A clever-silly remark; and his alternative left the world at the end of war with millions dead, ruins everywhere and Germany looking like a rehearsal for hell.
We have to learn that we have to learn, that we can't do or say or think what we like. There are rights ways and wrong ways. There is truth out there. Dos and don'ts may be good news then, and death, judgement, hell and heaven the truth after all.
But - good news? Two-thousand years old? We picture fusty, musty churches, a long history and of bigotry.
And haven't we heard it all before, all too often at that? Every Christmas, at every christening or wedding or funeral, in such stale worn old words. Jesus and all that, miles away from our cars and supermarkets and modern problems and activities. What can be 'new' or 'news' about it?
The word really is 'evangel' - angel, again! - meaning message, and a message can be around for a long time, answered or unanswered.

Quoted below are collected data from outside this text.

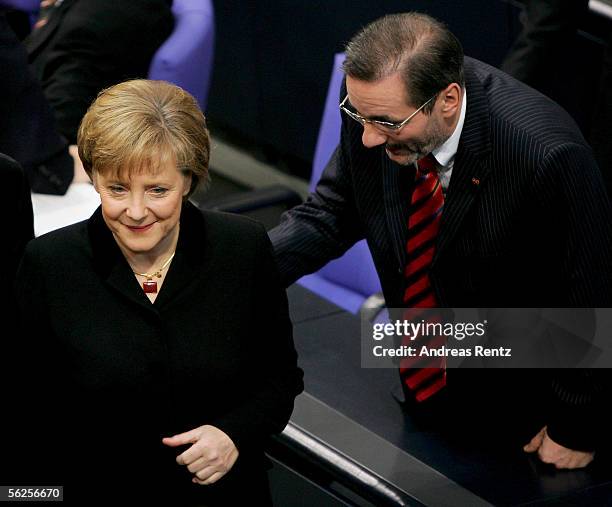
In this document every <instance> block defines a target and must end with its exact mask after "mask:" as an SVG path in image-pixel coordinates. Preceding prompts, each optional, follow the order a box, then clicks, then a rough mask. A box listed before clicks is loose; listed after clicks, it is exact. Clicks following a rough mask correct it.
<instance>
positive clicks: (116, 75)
mask: <svg viewBox="0 0 612 507" xmlns="http://www.w3.org/2000/svg"><path fill="white" fill-rule="evenodd" d="M171 4H172V2H171V0H129V1H125V0H46V1H45V2H43V3H42V4H41V5H43V7H44V8H45V9H44V10H43V11H42V16H43V17H42V18H41V19H40V20H39V21H38V23H36V25H35V27H34V30H33V31H32V33H31V34H30V36H29V37H28V38H27V39H26V41H25V45H26V48H27V51H28V58H29V62H30V66H31V69H32V71H33V72H34V75H35V76H36V78H37V79H39V81H40V82H41V84H42V88H43V91H44V94H45V96H46V97H47V100H48V101H49V104H50V105H51V108H52V109H53V112H54V114H55V118H56V120H57V128H58V130H59V132H60V133H61V134H62V135H63V136H64V137H65V138H66V139H67V140H68V142H69V143H70V144H74V143H75V142H76V134H77V128H78V126H79V122H80V121H81V118H82V117H83V115H84V114H85V111H86V110H87V107H89V105H90V104H91V102H92V101H93V99H94V98H95V97H96V95H97V93H98V92H99V91H100V90H102V89H103V88H106V87H108V86H110V85H113V84H115V83H118V82H120V81H124V80H126V79H131V78H144V77H147V73H148V69H149V65H150V63H151V59H152V57H153V55H154V54H155V51H157V49H158V48H159V47H160V46H161V44H162V43H163V42H164V41H165V40H166V39H167V38H168V36H169V35H170V33H171V32H172V28H173V26H174V20H173V16H172V12H171V11H170V7H171Z"/></svg>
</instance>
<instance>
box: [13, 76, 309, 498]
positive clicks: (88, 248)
mask: <svg viewBox="0 0 612 507" xmlns="http://www.w3.org/2000/svg"><path fill="white" fill-rule="evenodd" d="M78 146H79V155H80V157H81V159H82V161H83V165H84V167H85V170H86V171H87V173H88V174H89V176H90V177H91V179H92V181H93V184H94V186H95V188H96V190H97V191H98V192H99V194H100V200H101V206H100V208H99V209H98V210H97V211H96V212H95V213H94V214H93V215H92V217H91V218H90V219H89V220H87V221H85V222H81V223H78V224H75V225H73V226H69V227H66V228H64V229H60V230H57V231H54V232H52V233H50V234H47V235H45V236H42V237H40V238H38V239H36V240H34V241H32V242H31V243H30V244H29V245H28V248H27V250H26V254H25V256H24V258H23V261H22V264H21V268H20V271H19V274H18V282H17V302H18V304H19V307H20V311H21V315H22V317H23V319H22V320H23V322H24V328H25V329H24V332H23V333H22V336H24V337H27V338H25V339H23V340H22V343H21V345H22V346H23V347H25V350H24V351H23V357H27V361H28V364H27V366H26V367H27V372H28V374H27V375H26V376H27V377H29V381H28V382H27V389H28V393H25V395H26V396H28V397H27V398H23V399H27V400H30V402H28V406H29V408H28V412H27V413H28V417H26V419H29V421H28V422H26V423H25V424H24V426H23V427H22V431H23V430H25V431H26V437H25V438H23V439H22V440H23V442H24V447H23V449H22V452H21V453H20V454H21V457H22V461H23V462H25V466H26V470H27V473H28V474H29V475H28V476H27V483H28V484H55V485H64V499H65V501H71V500H73V501H74V503H78V504H80V505H91V504H92V503H95V502H99V503H105V504H107V505H110V504H112V503H109V502H112V501H114V502H117V501H118V499H119V498H121V499H124V498H125V497H126V496H128V497H129V498H130V499H133V500H135V501H137V502H138V503H137V504H135V505H141V504H144V502H143V500H151V501H154V502H155V504H156V505H157V504H159V503H160V502H161V503H162V504H167V505H173V506H174V505H182V504H194V505H204V504H205V505H235V504H236V505H237V504H241V503H244V502H245V501H247V500H246V499H248V503H249V504H250V503H253V502H255V503H256V504H259V503H262V502H263V503H264V504H266V503H269V490H268V484H267V479H266V472H265V464H264V455H263V446H264V444H265V440H266V438H267V437H268V436H269V435H270V434H272V433H275V432H280V431H281V430H282V429H283V428H284V426H285V425H286V423H287V421H288V419H289V416H290V414H291V410H292V408H293V400H294V397H295V396H296V395H297V394H298V393H299V392H300V391H301V390H302V388H303V384H302V375H301V371H300V370H299V369H298V367H297V365H296V353H295V350H294V347H293V343H292V337H291V324H290V321H289V318H288V311H287V302H286V296H285V293H284V291H283V290H282V289H281V286H280V282H279V278H278V275H277V273H276V270H275V267H274V263H273V260H272V256H271V251H270V245H269V241H268V238H267V235H266V232H265V230H264V229H263V227H262V226H260V225H258V224H257V223H256V222H253V221H251V220H249V219H247V218H243V217H238V216H231V215H227V214H223V213H215V212H208V211H206V212H201V211H199V210H198V209H197V208H195V207H194V206H193V205H192V204H190V203H189V202H188V201H187V198H188V197H189V196H190V195H191V194H192V193H193V191H194V190H195V189H196V187H197V186H198V185H199V184H200V183H202V182H204V181H206V180H207V177H208V157H209V138H208V132H207V130H206V126H205V120H204V117H203V115H202V113H201V111H200V110H199V109H198V106H197V104H196V102H195V100H194V98H193V97H192V96H191V95H189V94H188V93H186V92H185V91H183V90H181V89H180V88H178V87H176V86H173V85H171V84H169V83H165V82H155V81H146V80H135V81H128V82H125V83H121V84H118V85H116V86H113V87H111V88H109V89H107V90H105V91H103V92H101V93H100V95H99V96H98V98H97V99H96V100H95V102H94V103H93V104H92V105H91V107H90V108H89V110H88V112H87V114H86V115H85V117H84V118H83V120H82V122H81V126H80V128H79V133H78ZM24 411H25V408H24ZM24 414H25V412H24ZM122 503H123V502H122Z"/></svg>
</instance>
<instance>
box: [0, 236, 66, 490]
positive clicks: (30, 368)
mask: <svg viewBox="0 0 612 507" xmlns="http://www.w3.org/2000/svg"><path fill="white" fill-rule="evenodd" d="M45 269H46V267H45V262H44V259H43V258H42V256H41V255H40V251H39V249H38V248H36V245H35V242H32V243H30V244H29V245H28V248H27V249H26V252H25V253H24V256H23V258H22V262H21V264H20V266H19V270H18V272H17V276H16V282H15V301H16V306H17V318H18V320H19V325H18V331H17V333H16V334H15V337H14V339H13V340H12V342H11V346H10V348H9V351H8V353H9V356H10V365H9V372H10V375H11V399H12V400H13V406H14V407H18V408H17V409H16V410H15V412H14V414H13V417H12V418H11V425H12V428H11V434H12V435H13V437H12V439H11V442H9V445H8V453H7V454H8V455H9V456H10V458H9V459H10V461H11V467H10V470H11V474H12V477H11V479H12V480H14V481H15V484H18V485H24V484H26V485H27V484H33V483H34V482H36V483H40V484H41V485H53V484H62V483H63V479H64V476H63V473H62V469H61V466H60V465H61V457H62V456H63V453H62V446H63V444H64V443H65V441H64V439H65V438H66V435H63V433H62V430H63V428H62V426H61V424H60V423H59V419H58V418H56V417H55V416H54V415H58V414H65V413H66V410H67V408H68V407H66V406H64V404H63V403H64V401H65V399H64V397H63V395H62V393H63V392H64V387H63V383H62V368H61V366H60V365H61V364H62V361H61V359H60V357H59V354H58V352H59V350H58V348H57V341H56V340H55V338H54V335H53V329H52V327H51V325H50V323H49V318H48V307H49V301H48V298H47V295H46V288H45V284H44V281H43V280H44V271H45ZM37 455H39V456H46V458H45V462H46V464H45V466H43V467H37V468H38V469H37V470H32V467H31V460H32V457H33V456H37Z"/></svg>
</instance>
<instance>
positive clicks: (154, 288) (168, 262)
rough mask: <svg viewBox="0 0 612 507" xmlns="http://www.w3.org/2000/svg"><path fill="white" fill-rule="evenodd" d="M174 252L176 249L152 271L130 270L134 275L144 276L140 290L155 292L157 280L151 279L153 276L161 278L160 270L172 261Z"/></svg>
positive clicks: (152, 277) (156, 284) (154, 293)
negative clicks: (131, 270) (138, 270)
mask: <svg viewBox="0 0 612 507" xmlns="http://www.w3.org/2000/svg"><path fill="white" fill-rule="evenodd" d="M175 253H176V251H174V252H173V253H172V255H171V256H170V257H169V258H168V260H167V261H166V262H164V263H163V264H162V266H161V268H159V269H158V270H157V271H154V272H153V273H137V272H136V271H134V270H132V272H133V273H134V274H135V275H138V276H144V277H145V278H146V280H145V281H144V282H142V290H144V291H145V293H146V294H155V293H157V282H156V281H155V280H153V278H161V272H162V271H163V270H164V269H166V268H167V267H168V265H169V264H170V262H172V259H173V258H174V254H175Z"/></svg>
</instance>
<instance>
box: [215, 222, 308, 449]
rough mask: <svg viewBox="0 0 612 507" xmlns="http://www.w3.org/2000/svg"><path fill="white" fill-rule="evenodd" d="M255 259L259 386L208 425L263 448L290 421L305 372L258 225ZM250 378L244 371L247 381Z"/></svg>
mask: <svg viewBox="0 0 612 507" xmlns="http://www.w3.org/2000/svg"><path fill="white" fill-rule="evenodd" d="M253 260H254V264H253V266H252V272H253V273H254V276H255V279H254V286H255V293H256V294H257V295H258V297H257V300H256V301H255V307H254V309H253V315H254V318H255V321H254V322H253V323H252V333H251V334H252V336H262V337H264V339H263V340H261V341H257V343H252V344H250V349H249V352H250V356H251V358H252V360H251V361H250V364H251V365H252V367H253V368H254V369H256V377H258V378H259V380H258V387H257V389H256V390H255V391H254V392H253V393H252V394H251V395H250V396H249V397H248V398H246V399H245V400H244V401H243V402H242V403H240V404H238V405H237V406H236V407H235V408H234V409H233V410H231V411H230V412H228V413H226V414H224V415H223V416H221V417H219V418H218V419H217V420H216V421H214V422H213V423H212V425H213V426H216V427H218V428H219V429H221V430H222V431H224V432H225V433H227V434H228V435H229V436H230V438H231V439H232V440H233V442H234V444H235V445H236V446H237V447H238V448H239V449H240V448H242V447H243V446H248V447H250V446H252V445H255V446H256V447H257V446H261V444H262V442H264V441H265V439H266V438H267V437H268V436H269V435H270V434H272V433H280V432H281V431H282V430H283V429H284V428H285V426H286V424H287V422H288V421H289V417H290V416H291V412H292V411H293V400H294V398H295V397H296V396H297V395H298V394H299V393H300V392H301V391H302V390H303V388H304V384H303V381H302V376H303V374H302V371H301V370H300V369H299V368H298V367H297V354H296V351H295V348H294V345H293V333H292V325H291V321H290V320H289V310H288V305H287V295H286V293H285V290H284V289H283V288H282V286H281V283H280V277H279V274H278V271H277V268H276V266H275V263H274V259H273V256H272V249H271V245H270V241H269V240H268V237H267V235H266V232H265V230H264V228H263V227H260V231H259V235H258V240H257V246H256V254H255V255H254V257H253ZM254 373H255V372H254ZM253 377H254V378H255V375H253ZM248 378H249V375H248V373H246V375H245V379H248Z"/></svg>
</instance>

But let's stay with 'news', as it makes an important point.
The fact is that what is, is now, is new. The world is 'new every morning'. It matters of course what has happened; but practically, much more, what is happening or we can make happen now. The whole mystery of now; with us all the time. A fearful choice is with us all the time, to make anew, now. News can't be newer than that.
Why does the Gospel today start with a man named John? Perhaps to give us the key to the whole Gospel message. To get us out of a deep mind set, that whatever it is we are it - 'I know my own mind.'
John said he wasn't it but knew that it was there in someone. We must know much more than our own mind. We can choose a good hope, and hear news of a world where everything will be gathered and make sense, wrongs put right, separations ended, and we are occupied in wonder and praise for it all.
This is the good news, told as shown as best we can, every Sunday, in churches all around the world.